Diplomats Grumble While Netanyahu Basks in Limelight

YERUSHALAYIM
Israeli Prime Minister Binyamin Netanyahu and Czech President Milos Zeman attend the inauguration of the “Czech House” in Yerushalayim, Tuesday. (Reuters/Ronen Zvulun)

While Israeli Prime Minister Binyamin Netanyahu has been proclaiming his diplomatic triumphs in Africa this week, grumbling was heard from the Foreign Ministry, which has been straining under a series of budget cuts.

Netanyahu has been serving as his own Foreign Minister, but now that he’s taken over for recently resigned Avigdor Liberman at the Defense Ministry, he said he’ll appoint a new minister for foreign affairs.

A ministry official told Ynet on Tuesday that his successor should be ready to take on a crisis situation.

“Netanyahu shattered the Foreign Affairs Ministry, and now he’s passing it on to someone else. Whoever takes the job needs to condition the appointment on a commitment for funding, because he would have a hard time functioning [otherwise],” said the official.

Netanyahu appears to have been unaware of the problem, even though bitter labor disputes and work stoppages in the ministry have been publicized during his term of office.

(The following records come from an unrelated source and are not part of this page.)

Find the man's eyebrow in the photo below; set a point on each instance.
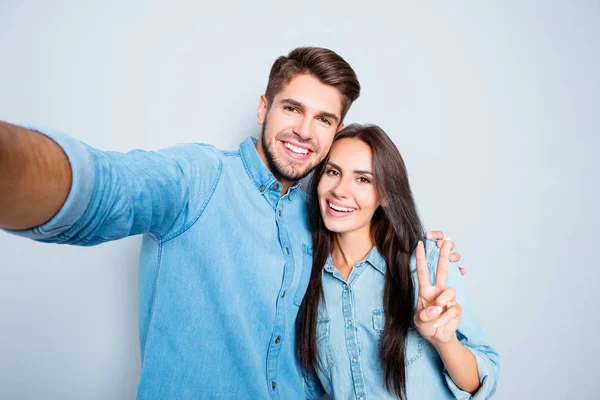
(300, 105)
(356, 171)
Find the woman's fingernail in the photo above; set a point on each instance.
(438, 324)
(434, 311)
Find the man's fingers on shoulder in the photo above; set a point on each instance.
(437, 235)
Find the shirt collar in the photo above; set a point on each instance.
(255, 167)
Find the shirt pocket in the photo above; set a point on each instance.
(324, 354)
(414, 345)
(304, 274)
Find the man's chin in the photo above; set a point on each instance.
(292, 174)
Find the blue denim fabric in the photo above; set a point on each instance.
(221, 273)
(350, 325)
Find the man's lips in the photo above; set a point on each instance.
(295, 151)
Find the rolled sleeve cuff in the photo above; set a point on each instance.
(485, 369)
(82, 185)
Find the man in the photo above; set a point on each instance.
(225, 257)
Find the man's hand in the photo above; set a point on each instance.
(438, 236)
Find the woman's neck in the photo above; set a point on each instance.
(348, 249)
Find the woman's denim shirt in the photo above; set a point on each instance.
(350, 325)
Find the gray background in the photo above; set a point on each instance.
(493, 105)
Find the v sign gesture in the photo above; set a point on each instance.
(438, 315)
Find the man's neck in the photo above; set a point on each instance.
(285, 184)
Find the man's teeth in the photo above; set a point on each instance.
(338, 208)
(296, 149)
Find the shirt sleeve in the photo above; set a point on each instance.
(469, 333)
(313, 390)
(114, 195)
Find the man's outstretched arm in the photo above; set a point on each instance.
(35, 177)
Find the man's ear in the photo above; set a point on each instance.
(261, 112)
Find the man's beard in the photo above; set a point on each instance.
(280, 171)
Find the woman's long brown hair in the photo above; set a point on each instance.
(396, 230)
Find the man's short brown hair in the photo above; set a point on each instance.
(324, 64)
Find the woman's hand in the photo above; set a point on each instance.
(438, 236)
(438, 314)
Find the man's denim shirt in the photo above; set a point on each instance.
(350, 325)
(222, 272)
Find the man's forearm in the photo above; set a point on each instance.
(35, 177)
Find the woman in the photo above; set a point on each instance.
(377, 322)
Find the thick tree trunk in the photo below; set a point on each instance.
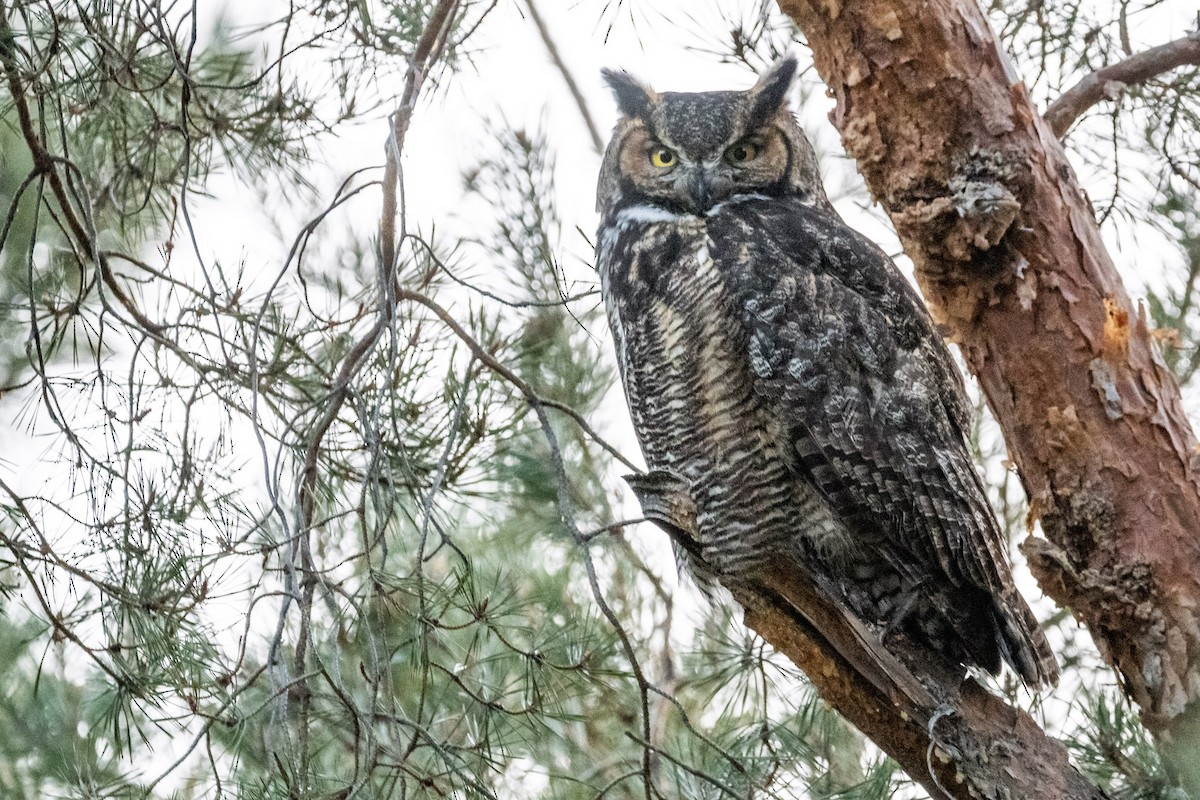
(1008, 253)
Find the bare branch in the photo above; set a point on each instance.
(1102, 84)
(552, 49)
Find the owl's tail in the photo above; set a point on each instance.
(1023, 644)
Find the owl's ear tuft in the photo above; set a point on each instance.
(633, 96)
(771, 92)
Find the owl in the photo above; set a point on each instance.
(780, 368)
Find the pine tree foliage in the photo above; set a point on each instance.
(339, 527)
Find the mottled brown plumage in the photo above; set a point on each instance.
(778, 364)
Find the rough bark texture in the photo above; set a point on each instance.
(951, 735)
(1009, 256)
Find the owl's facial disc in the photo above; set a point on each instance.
(695, 179)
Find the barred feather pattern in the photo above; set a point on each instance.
(778, 361)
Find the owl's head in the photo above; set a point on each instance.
(688, 151)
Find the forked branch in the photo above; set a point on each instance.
(1102, 84)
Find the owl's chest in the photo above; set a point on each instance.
(683, 350)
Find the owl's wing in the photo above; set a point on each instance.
(843, 349)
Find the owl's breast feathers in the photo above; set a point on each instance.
(780, 362)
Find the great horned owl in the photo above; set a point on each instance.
(781, 370)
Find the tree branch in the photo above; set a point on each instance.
(1103, 84)
(552, 49)
(1011, 259)
(952, 737)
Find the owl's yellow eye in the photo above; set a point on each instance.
(742, 152)
(661, 157)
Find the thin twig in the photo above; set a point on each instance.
(552, 49)
(1103, 83)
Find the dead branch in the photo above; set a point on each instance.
(1107, 83)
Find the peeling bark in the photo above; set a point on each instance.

Last week, the PM was asked during a session of the Knesset Foreign Affairs and Defense Committee about the crisis in the Foreign Ministry. Netanyahu turned to the Ministry’s director-general, Yuval Rotem, to ask whether it was true. Rotem nodded his head in confirmation.

Underfunding has reportedly crippled the Ministry’s operations. Its budget suffered a NIS 12 million cut in recent government-wide cuts. Over the past two years, the ministry’s budget was cut five times, said Ynet.

As a result, the ministry won’t have the funds to bring delegations of foreign journalists or policymakers to Israel, organize conferences, hold Independence Day celebrations around the world, send Israeli diplomats on missions abroad, provide medical assistance and supplies to disaster-struck areas, renovate ambassadors’ homes, or hire outside consultants, and unless funding can be found in time, in January, it won’t be able to open its cadet course to train people for the Israeli foreign service.

In addition, the foreign service has suffered blows to morale from Netanyahu’s style of personal diplomacy, in which he has preferred to work with the Mossad and National Security Council rather than the Foreign Ministry. The Mossad organized his recent visit to Oman, and National Security Advisor Meir Ben Shabat handled the invitation to the Chadian president.